Your retirement plan must not end up being designed by assumptions you never questioned.
1) Retirement does NOT mean that one must exit equity.
Individuals are under the assumption that one needs to completely exit any equity instrument once they retire. This is wrong because the retirement years may run into decades.
Statistics released by India's Union Ministry of Health and Family Welfare in 2014 showed that life expectancy in India has gone up by five years, from 62.3 years for males and 63.9 years for females in 2001-2005 to 67.3 years and 69.6 years respectively in 2011-2015. (Source: Times of India)
Do note, these are just averages. There is a significant life expectancy gap between the affluent and deprived communities. If you are in reasonably good health, have access to good medical facilities and healthy nutritious food, and not suffering from chronic or acute diseases, you could live well into your eighth decade, way higher than the average. According to certain studies, by 2050, the number of Indians above the age of 65 will cross 200 million from about 80 million currently, while the number of Indians above 80 years of age will be at 43 million, second only to China.
Err on the side of caution. Plan for chances of survival for at least a decade or so post retirement. And if that is the case, then one has to account for inflation over this time. Inflation never retires. So inflation will continue to do what it does best - erode the value of your savings. Hence some equity exposure will always be necessary to provide growth.
The exact amount of equity exposure will depend on the various sources of income (pension, dividends, interest, rent income, annuities), all the assets and the overall allocation.
2) Retirement is NOT a destination. It is NOT one long life phase.
In the above point, we emphasized the fact that your retirement period could be at least two decades – if you retire at the age of 60 and live till 80.
Retirement is not a vacation. You cannot be on vacation for 20 years. Neither is it a destination or a stopping point. It is just a completely different way of life than the 9 to 5 routine. A transition is a more apt way to describe it, one that requires planning and adjustment.
Dan Kemp, head of investment consulting and portfolio management, EMEA, Morningstar, explains that retirement these days is becoming a much looser definition. Seldom do people just stop work and start drawing a pension. We have to remember that when we are thinking about a post-retirement pot, it really came from a pre-retirement pot. So one has to really think about planning through retirement, not to retirement and then starting again.

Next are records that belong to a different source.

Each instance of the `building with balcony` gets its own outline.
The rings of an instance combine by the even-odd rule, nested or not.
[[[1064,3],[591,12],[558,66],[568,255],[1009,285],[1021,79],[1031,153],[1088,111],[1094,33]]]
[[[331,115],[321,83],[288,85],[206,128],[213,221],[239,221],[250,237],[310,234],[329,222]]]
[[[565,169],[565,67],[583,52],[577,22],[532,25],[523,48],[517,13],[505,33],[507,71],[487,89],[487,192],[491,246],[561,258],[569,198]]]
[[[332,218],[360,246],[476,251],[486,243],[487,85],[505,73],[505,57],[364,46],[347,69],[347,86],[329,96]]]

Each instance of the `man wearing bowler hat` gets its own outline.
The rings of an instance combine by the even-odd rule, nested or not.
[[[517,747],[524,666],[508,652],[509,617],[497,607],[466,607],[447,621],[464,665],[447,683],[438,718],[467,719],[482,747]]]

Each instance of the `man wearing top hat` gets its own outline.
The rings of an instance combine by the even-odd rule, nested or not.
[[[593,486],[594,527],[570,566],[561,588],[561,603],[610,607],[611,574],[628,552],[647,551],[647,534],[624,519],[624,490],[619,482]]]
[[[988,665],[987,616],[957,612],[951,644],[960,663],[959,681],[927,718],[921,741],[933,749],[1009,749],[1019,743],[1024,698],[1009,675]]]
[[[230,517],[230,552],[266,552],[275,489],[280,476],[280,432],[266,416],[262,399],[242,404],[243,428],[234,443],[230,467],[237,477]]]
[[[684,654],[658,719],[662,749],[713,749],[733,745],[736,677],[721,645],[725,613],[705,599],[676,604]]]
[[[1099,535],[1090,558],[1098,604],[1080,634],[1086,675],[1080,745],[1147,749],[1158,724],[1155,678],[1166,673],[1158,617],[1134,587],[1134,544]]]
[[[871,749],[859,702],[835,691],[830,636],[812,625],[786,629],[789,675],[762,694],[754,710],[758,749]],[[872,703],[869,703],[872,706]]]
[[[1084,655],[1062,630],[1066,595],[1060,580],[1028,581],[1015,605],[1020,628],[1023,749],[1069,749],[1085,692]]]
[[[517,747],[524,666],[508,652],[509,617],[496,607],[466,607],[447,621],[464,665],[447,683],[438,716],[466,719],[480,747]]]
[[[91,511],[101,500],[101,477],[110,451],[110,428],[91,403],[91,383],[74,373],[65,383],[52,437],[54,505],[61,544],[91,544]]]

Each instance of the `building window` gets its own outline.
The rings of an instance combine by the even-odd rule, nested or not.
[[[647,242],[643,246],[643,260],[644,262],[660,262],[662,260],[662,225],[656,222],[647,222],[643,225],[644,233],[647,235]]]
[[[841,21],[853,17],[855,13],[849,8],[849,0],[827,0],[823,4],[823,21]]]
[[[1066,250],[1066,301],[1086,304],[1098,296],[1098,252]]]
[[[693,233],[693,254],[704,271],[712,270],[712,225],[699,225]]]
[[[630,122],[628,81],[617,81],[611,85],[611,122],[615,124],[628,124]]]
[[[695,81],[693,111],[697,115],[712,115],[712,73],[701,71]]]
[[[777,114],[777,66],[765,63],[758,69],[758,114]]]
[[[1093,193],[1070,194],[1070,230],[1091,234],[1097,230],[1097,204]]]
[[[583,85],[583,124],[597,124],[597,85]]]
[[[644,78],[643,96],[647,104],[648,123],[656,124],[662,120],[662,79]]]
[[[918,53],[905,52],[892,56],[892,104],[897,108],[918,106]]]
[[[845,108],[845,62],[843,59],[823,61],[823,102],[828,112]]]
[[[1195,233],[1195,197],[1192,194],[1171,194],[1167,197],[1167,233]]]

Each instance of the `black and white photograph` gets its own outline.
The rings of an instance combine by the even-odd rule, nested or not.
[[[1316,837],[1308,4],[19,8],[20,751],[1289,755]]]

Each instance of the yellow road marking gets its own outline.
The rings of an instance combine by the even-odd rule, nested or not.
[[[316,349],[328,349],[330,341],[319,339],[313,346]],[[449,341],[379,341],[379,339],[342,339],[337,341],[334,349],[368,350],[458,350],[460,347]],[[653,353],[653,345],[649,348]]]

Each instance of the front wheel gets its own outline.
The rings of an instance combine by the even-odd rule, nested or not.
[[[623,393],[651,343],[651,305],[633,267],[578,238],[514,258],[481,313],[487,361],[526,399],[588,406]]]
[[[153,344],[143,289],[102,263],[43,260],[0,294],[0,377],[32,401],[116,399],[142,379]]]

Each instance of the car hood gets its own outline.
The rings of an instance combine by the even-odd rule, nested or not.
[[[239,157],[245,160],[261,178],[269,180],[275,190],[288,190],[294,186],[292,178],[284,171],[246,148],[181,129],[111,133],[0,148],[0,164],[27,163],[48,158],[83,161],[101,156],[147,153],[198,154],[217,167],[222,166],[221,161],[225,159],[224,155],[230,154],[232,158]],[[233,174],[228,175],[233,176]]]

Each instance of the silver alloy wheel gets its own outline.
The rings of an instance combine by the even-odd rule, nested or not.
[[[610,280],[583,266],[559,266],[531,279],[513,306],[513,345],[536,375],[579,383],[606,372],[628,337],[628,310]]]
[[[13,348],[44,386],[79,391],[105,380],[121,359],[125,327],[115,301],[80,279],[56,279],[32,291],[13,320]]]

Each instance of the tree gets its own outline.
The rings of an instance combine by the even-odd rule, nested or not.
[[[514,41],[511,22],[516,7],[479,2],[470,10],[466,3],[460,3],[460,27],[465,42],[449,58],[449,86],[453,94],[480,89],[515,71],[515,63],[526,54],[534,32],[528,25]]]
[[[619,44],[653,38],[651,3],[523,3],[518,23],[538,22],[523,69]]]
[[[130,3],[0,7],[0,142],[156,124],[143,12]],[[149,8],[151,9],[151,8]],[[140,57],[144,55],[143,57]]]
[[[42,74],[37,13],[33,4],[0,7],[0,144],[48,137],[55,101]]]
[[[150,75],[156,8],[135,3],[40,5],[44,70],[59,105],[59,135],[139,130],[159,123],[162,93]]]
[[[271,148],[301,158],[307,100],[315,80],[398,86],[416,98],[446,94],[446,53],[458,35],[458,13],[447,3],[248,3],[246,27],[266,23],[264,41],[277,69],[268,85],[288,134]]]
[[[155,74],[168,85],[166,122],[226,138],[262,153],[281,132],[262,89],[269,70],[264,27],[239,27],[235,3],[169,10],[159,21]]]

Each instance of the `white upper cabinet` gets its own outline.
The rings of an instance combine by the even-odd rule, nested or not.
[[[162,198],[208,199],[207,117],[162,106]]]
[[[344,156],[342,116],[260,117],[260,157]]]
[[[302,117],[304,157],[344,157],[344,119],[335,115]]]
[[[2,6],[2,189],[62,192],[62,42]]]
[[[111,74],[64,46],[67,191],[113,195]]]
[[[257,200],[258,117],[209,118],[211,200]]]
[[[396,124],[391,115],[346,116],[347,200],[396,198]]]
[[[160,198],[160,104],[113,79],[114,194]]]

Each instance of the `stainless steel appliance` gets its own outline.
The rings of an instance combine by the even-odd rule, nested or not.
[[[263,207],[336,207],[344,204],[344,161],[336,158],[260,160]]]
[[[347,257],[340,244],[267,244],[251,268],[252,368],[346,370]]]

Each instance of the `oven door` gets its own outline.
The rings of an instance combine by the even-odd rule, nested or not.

Robert C. Atchley, professor emeritus at Miami University, Ohio, developed six descriptive phases of retirement that represent a transitional process individuals go through when they permanently exit the workforce. While they do not apply to everyone, they do convey the message that to view retirement as one long life phase is rather naïve.
It could be a very long stage, depending on the age you actually retire and your life span. But it is a multi-phase journey depending on your health, the health of your spouse, death in the family, the state of your finances, and so on and so forth.
Tied in to this subject is the notion that spending will be the same throughout retirement. Not so. Initially, a lot of spending may take place in travel. As time goes on, spending tends to concentrate more on health issues.
3) Retirement planning is NOT about generalizations.
We made it clear that you cannot generalize about your life expectancy. Another generalization is that you will need 80% of your pre-retirement income to live on.
John Rekenthaler, vice president of research and a member of Morningstar's investment research department, wrote about the 80% savings myth. According to him, the financial services industry misleads the everyday investor by selling the notion that an 80% replacement rate of pre-retirement income is required for a successful retirement. He goes on to explain his stance with examples.
The point he makes is that once you retire, you pay less by way of tax, you have no loans to service, no longer have to worry about keeping money aside for your child’s education, you are no longer saving huge amounts for retirement, and you no longer spend money travelling to work. So basically, this 80% rule does not fit everyone.
What you have to figure out is the lifestyle you plan to lead. One individual might just want a car, you might want a Mercedes Benz. Another might be happy with clothes off the rack, you might not want to let go of your branded clothes. Yet another might be content with home cooked food, but you want to regularly check out the latest restaurants. In that case, ensure your savings plan accommodates for such a lifestyle. Take some time to map out what your expenses may be in retirement, and to make sure you're accumulating enough to support them.
Retirement planning requires a clear-eyed analysis of future needs and income. Don't fool yourself by making the wrong (and generalized) assumptions.